Robert Weinberg is the author of more than twenty-five books, many of them dealing with science and pop culture, and Stefan Dziemianowicz is an independent scholar and writer and expert on pulp fiction. Together they teamed up with the late Martin H. Greenberg to edit 100 Dastardly Little Detective Stories, part of the "100" series published by Barnes and Noble in the 1990s and reprinted about ten years later.
The stories selected for this anthology run the gamut from the classics, by O. Henry ("The Mystery of the Rue de Peychaud"), Charles Dickens ("An Artful Touch"), Bret Harte ("The Stolen Cigar-Case"), and Jack London ("The Leopard Man's Story") to more modern practitioners such Marcia Muller and Bill Pronzini. Writing styles cover most of the bases, from hard-boiled to the more Sherlockian-thoughtful detectives.

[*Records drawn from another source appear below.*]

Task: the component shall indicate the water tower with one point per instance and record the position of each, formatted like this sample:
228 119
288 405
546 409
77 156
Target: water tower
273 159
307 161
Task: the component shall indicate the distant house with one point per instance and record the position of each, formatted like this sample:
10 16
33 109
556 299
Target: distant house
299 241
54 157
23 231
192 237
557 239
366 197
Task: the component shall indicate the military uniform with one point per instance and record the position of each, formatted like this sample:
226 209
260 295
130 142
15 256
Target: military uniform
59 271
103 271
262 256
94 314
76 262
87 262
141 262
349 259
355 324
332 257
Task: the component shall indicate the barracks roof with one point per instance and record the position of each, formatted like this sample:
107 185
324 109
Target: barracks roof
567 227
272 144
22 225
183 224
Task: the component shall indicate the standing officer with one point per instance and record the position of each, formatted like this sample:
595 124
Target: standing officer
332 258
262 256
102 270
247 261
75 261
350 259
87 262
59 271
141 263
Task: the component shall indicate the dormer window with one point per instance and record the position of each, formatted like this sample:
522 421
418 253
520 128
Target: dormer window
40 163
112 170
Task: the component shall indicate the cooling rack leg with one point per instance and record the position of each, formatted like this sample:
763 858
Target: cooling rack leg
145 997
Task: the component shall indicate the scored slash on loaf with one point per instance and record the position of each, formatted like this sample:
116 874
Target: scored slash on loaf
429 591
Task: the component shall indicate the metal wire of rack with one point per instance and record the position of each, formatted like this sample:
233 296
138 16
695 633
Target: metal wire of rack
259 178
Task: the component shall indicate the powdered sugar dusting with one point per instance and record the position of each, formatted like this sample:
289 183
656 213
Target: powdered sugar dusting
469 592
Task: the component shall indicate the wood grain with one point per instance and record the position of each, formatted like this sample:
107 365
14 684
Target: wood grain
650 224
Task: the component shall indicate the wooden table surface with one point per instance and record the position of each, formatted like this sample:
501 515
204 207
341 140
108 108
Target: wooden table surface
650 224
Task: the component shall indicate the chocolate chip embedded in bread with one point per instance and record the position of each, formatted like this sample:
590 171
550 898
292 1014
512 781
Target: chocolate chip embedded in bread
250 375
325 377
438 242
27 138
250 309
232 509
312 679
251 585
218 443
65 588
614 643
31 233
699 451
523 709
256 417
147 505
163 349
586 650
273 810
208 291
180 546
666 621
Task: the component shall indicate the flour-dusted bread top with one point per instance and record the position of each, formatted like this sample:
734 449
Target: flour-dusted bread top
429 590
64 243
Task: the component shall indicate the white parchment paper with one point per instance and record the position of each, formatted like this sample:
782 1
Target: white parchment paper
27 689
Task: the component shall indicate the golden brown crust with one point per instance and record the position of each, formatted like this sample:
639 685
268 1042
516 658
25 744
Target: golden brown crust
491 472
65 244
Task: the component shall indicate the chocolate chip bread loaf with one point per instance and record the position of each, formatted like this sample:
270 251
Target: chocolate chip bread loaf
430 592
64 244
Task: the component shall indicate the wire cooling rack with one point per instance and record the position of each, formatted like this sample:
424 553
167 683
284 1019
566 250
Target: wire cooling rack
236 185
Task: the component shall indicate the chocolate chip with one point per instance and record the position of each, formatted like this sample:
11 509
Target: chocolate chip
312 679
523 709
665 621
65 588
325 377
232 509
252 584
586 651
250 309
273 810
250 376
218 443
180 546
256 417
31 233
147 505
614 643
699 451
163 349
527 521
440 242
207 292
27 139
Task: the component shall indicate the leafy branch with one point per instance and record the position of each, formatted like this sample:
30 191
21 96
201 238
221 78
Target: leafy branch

As with most anthologies, there are a few hits and a few misses, but this particular grouping is interesting due to the inclusion of those classic authors who aren't always associated with detective writing, as well as many unknowns. There's also a contribution from none other than Abraham Lincoln, "The Trailor Murder Mystery," which first appeared on the front page of the Quincy Whig in 1843. Coming in at 576 pages, it's not exactly "light" reading in weight, but there are plenty of gems that will make for an entertaining, but quick, read.